しかし、解は止まりたくなかった。だからこそ、放置はできない。
「永久、受けよう。で、ガンダール・サーイ伯爵卿、報酬はどうなるんだ」
「君は何を望むかね」
「どこの城塞都市からの干渉を受けずに、ひっそりと暮らせる森を一つ」
「森か……。わかった。キビ村のそばの森でかまわないか?」
ガンダール・サーイ伯爵は顎に手を当てながら尋ねる。
「それでいい」
「ちょっと待ってくれ。城塞都市チーバの領主、カッペーノ・チーバ伯爵はくわせ者だ。罠と言うことも……」
解の答えに水をさすサーイのギルド長ヨウは苦い顔をする。
「その可能性は高い。しかし、サーイの境界付近である以上放置もできない。魔物にこちらの都合など通じないからな」
「ですが、閣下。

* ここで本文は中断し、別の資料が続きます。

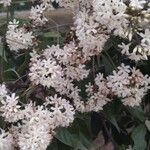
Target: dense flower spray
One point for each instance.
(64, 73)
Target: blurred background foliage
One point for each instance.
(114, 128)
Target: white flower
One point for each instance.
(62, 111)
(36, 15)
(34, 137)
(6, 140)
(3, 91)
(18, 38)
(137, 4)
(129, 84)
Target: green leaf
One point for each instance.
(66, 137)
(51, 35)
(2, 53)
(138, 136)
(137, 112)
(147, 123)
(77, 141)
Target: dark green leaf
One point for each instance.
(138, 136)
(137, 112)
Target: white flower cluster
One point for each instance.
(18, 38)
(59, 68)
(95, 24)
(129, 84)
(37, 13)
(140, 51)
(5, 2)
(36, 125)
(6, 140)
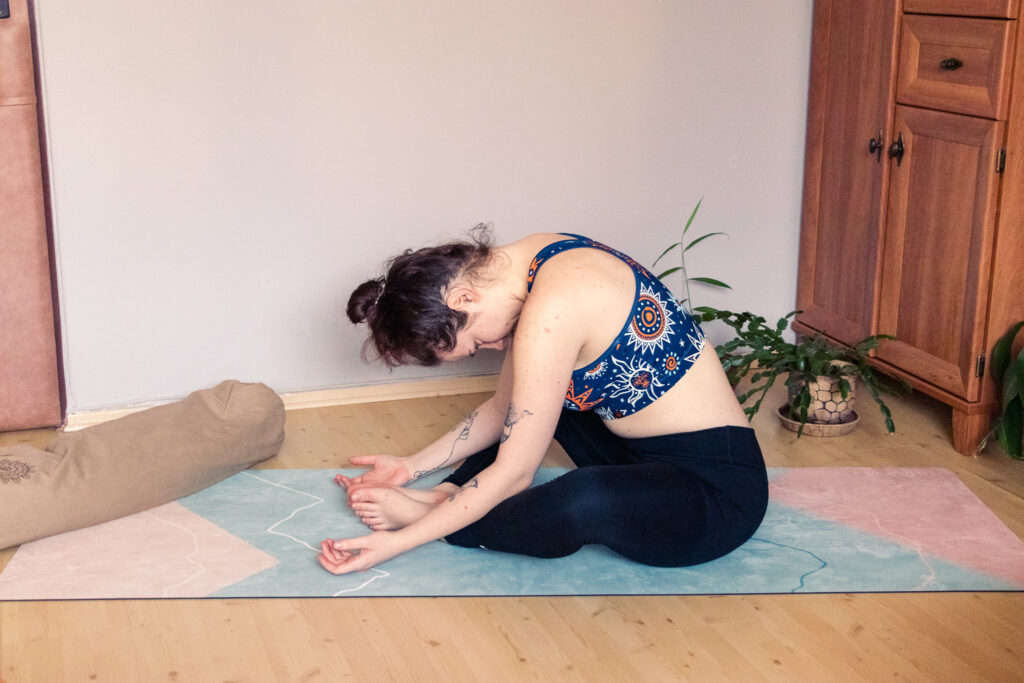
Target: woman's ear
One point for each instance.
(460, 296)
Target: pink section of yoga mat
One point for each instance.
(902, 505)
(193, 558)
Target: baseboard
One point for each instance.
(424, 388)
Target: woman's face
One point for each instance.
(480, 332)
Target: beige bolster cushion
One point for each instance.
(137, 462)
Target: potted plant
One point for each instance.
(1009, 375)
(811, 365)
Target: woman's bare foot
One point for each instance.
(390, 508)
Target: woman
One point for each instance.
(597, 355)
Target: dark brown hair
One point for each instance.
(410, 321)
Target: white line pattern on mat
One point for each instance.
(190, 557)
(380, 572)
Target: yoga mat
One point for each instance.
(828, 529)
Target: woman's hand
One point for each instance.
(386, 471)
(348, 555)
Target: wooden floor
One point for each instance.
(918, 637)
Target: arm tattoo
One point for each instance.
(463, 435)
(512, 417)
(472, 483)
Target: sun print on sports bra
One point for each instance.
(656, 345)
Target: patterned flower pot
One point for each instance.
(827, 408)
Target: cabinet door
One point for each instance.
(939, 246)
(849, 104)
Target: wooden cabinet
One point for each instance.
(913, 191)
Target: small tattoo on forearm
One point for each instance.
(472, 483)
(462, 436)
(511, 418)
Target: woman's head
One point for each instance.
(407, 309)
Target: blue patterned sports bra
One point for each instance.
(658, 343)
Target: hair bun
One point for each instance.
(365, 296)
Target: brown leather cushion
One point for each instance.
(137, 462)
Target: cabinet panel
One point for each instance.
(845, 181)
(1004, 8)
(955, 65)
(938, 247)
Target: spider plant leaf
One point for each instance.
(1000, 351)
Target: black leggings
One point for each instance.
(667, 501)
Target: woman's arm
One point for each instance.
(475, 432)
(543, 357)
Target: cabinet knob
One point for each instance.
(896, 150)
(875, 146)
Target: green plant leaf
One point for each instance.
(1000, 351)
(1012, 428)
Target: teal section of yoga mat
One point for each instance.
(287, 513)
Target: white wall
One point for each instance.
(224, 173)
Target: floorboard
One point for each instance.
(940, 636)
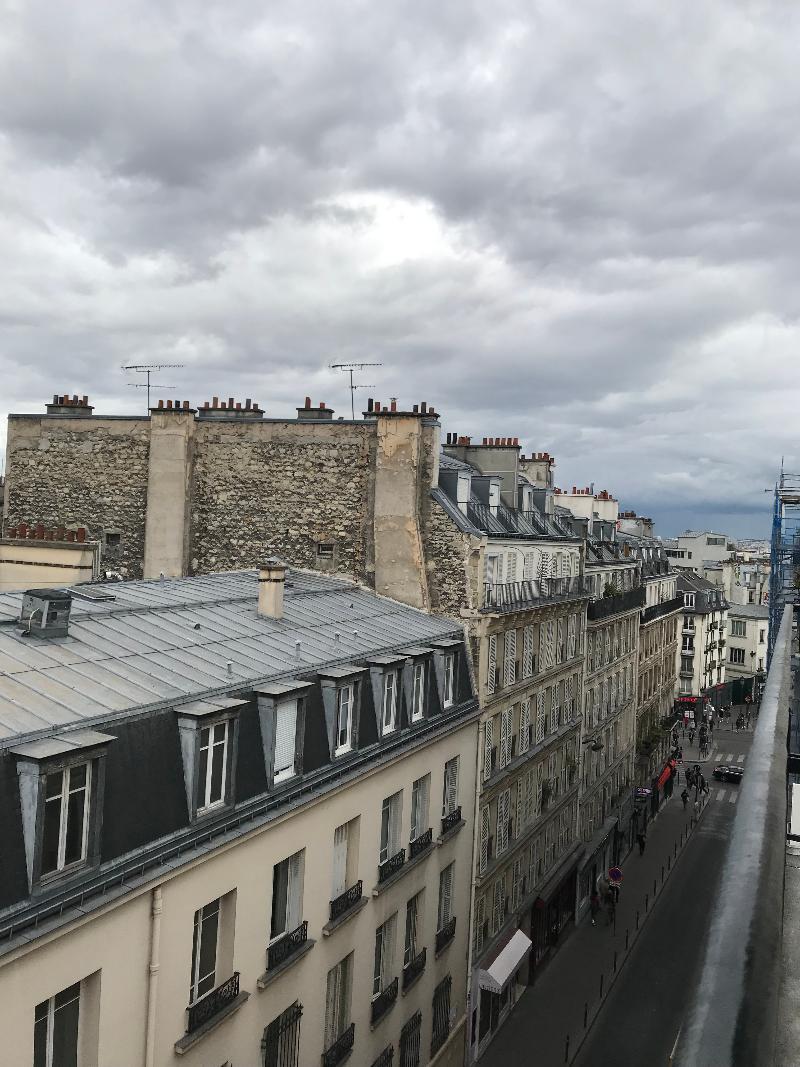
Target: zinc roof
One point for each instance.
(178, 639)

サーイとチーバでは住民感情の変な対立もありますし、下手をすればこちらの戦力が削られるだけですぞ。先方の見返りは……」
「ヨウ、聞いているぞ。サーイのダンジョンやキビ村を観光拠点にしたいんだろ。それ故の布石でもある」
「師匠、現世の埼玉と千葉の立場が逆転しますね。ぐふふ」
永久の子供じみた笑いに集合気相の根深さを感じる解だった。